Ellis also measured the inches across the shoulders of Kenneth and Shelley Walker, saying it would be impossible for both of them to stand two across in a 23-inch-wide bath tub.
Dr. Scott Lawrence, an emergency room physician for East Texas Medical Center who did not treat the Walker’s granddaughter, was a witness for the defense. He testified Friday that the child’s injuries could have been caused by accident, saying the 2-year-old was not able to get out of the bathtub when she realized the water was scalding because of a sliding door along the side of the tub.

“The photos of the injuries are consistent with a child walking around the tub,” Lawrence testified. The doctor said he reviewed the evidence in the Walker case, which included 500 to 600 pages and 100 to 150 pictures in a 30-hour period.

Lawrence explained how the burns could have happened accidentally. He said if the child was playing in the bathtub and her 3-year-old brother was standing outside the tub unsupervised for an extended period of time, it was possible one of them had turned on the hot water, which at first, would run cool.

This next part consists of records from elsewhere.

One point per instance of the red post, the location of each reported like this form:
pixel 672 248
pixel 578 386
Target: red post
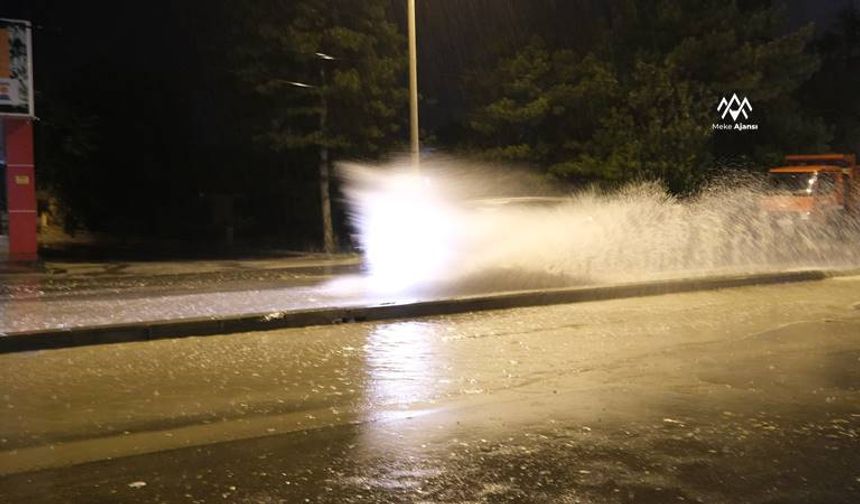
pixel 20 189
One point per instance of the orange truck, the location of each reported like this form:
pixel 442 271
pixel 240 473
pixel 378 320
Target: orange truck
pixel 820 188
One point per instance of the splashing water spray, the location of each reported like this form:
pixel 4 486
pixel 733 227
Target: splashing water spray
pixel 459 228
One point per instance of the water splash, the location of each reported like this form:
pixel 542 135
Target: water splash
pixel 462 228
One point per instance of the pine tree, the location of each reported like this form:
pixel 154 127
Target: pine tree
pixel 329 77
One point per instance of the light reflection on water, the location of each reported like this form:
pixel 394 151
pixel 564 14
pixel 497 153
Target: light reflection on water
pixel 400 359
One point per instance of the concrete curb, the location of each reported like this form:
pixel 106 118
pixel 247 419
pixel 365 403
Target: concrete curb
pixel 123 333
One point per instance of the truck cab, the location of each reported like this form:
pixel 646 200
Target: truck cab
pixel 814 188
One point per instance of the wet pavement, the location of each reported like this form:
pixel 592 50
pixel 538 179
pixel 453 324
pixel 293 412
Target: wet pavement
pixel 740 395
pixel 110 293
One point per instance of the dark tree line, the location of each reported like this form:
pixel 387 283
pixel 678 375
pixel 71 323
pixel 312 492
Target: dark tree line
pixel 181 119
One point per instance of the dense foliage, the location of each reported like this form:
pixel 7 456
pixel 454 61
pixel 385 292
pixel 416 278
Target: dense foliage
pixel 640 100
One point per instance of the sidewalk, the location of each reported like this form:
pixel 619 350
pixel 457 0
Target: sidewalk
pixel 74 269
pixel 56 323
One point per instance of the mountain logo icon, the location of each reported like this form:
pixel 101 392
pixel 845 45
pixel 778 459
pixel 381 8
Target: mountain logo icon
pixel 734 107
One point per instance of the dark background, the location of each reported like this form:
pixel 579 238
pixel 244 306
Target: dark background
pixel 145 126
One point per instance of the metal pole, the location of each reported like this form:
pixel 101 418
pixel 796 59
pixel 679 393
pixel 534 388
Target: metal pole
pixel 325 195
pixel 414 142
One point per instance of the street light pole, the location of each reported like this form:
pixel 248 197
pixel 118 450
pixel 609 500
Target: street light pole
pixel 413 88
pixel 325 191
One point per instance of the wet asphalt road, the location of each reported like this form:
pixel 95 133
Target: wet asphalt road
pixel 742 395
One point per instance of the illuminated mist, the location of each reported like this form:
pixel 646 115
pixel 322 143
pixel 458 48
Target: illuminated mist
pixel 459 228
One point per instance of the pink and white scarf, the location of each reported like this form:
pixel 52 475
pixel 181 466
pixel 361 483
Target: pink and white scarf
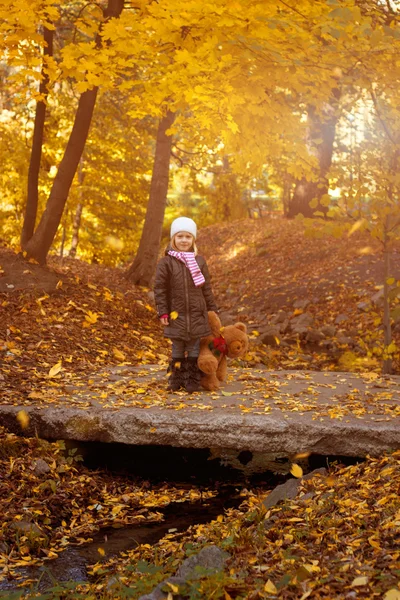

The girl could have been standing at the back of the tub, which is shallower, Lawrence said. “By the time she realizes the water is hot, she must walk to the front of the tub, where the water is much hotter. At that point, she is doing anything she can to get out of that tub,” Lawrence told the jury.

The doctor testified that the girl’s brother, who did not mean to hurt her, may have prevented her from leaving the tub. Lawrence said the girl, who had fresh scratches on her upper arm and thigh, could have received those from crawling over the sliding door track on the tub. Photos of the tub taken after police arrived showed the sliding door slightly bent and off its track.

Neither of the Walkers has any criminal history.